Did not notice what the cargo vessel was but the naval frigate attacked was definately a Belgian Wielingen class frigate. I was looking forward to watching it but I can't say I was impressed with the story to be honest.


----------



## Paul UK (Jun 13, 2005)

****** I agree with you.

Paul


----------



## rushie (Jul 5, 2005)

Telly and media have a licence to do what they want. 

If you look at the Plymouth city website, you'll see pictures of trains with overhead electric wires, and the trains are the ones just introduced on the West Coast main line between London and Glasgow..! I can assure that Plymouth will one day be electrified....3006 is more likely..!

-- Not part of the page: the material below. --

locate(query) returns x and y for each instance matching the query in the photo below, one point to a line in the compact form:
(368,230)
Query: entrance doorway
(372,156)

I haven't had a telly for 7 years....now you'll start to appreciate why..!!

Cheers,

Rushie


----------



## newda898 (Jun 23, 2005)

I thought it was quite good. I missed the start, but soon picked it up. However it did get confusing and it was sad that David Jason died


----------



## Coastie (Aug 24, 2005)

David Jason isn't dead really, he just acted like that for the cameras! LOL


----------



## Paul UK (Jun 13, 2005)

What you mean it is not real, and that submarine just appeared and the russians hand it over just like that during the cold war.

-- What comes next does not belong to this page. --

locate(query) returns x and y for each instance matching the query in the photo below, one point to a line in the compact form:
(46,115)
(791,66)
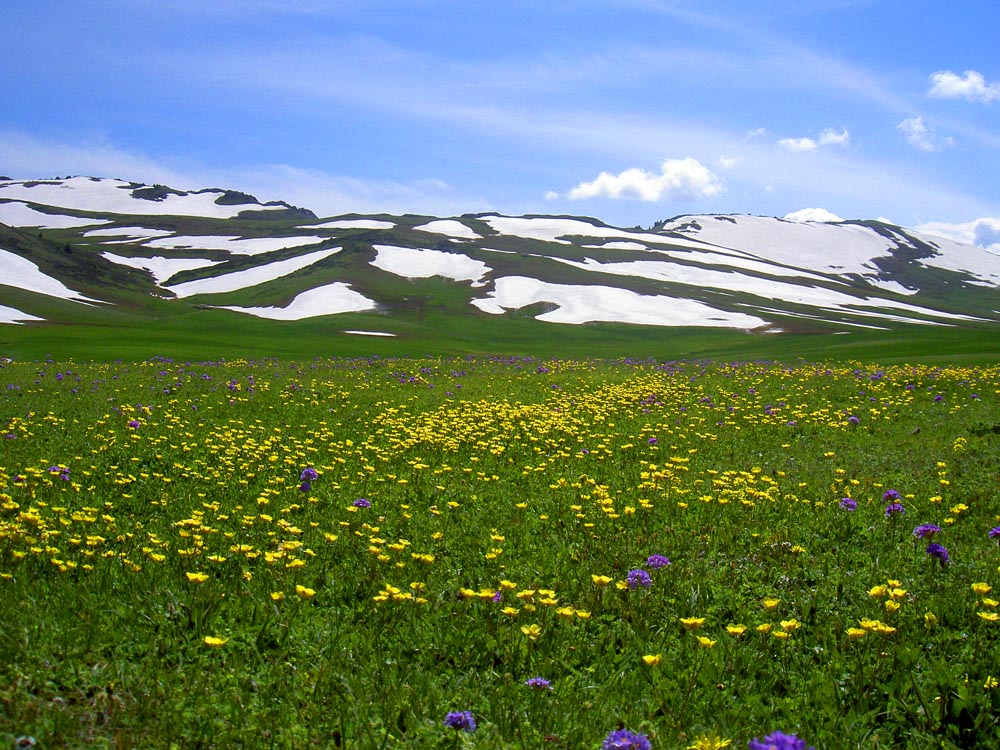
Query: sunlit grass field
(346,552)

you just can not trust what you see on tv now a days. (*))


----------



## Chief Engineer's Daughter (Sep 17, 2005)

Did anybody notice how the Chief Engineer used to work in the ship yards just like a certain Chief Engineer (now pipe cleaners assistant I gather) in a Virtual Thread??? (Thumb)


----------



## wigger (Sep 25, 2005)

I was impressed my wife managed to sit through 3 hours of it and she made more sense of it than I did. I thought if she liked it we could finally watch my loooooooooong version of Das boot......sadly I am told this is not going to happen.


----------



## Tmac1720 (Jun 24, 2005)

Chief Engineer's Daughter said:


> Did anybody notice how the Chief Engineer used to work in the ship yards just like a certain Chief Engineer (now pipe cleaners assistant I gather) in a Virtual Thread??? (Thumb)


Hey I resemble that remark !!! LOL I take it you _still_ want your Chief's ticket Hmmmmmm!!!! anyway PG has softer fur than you so there LOL (*))


----------



## newda898 (Jun 23, 2005)

Coastie said:


> David Jason isn't dead really, he just acted like that for the cameras! LOL


Aww whatever lol


----------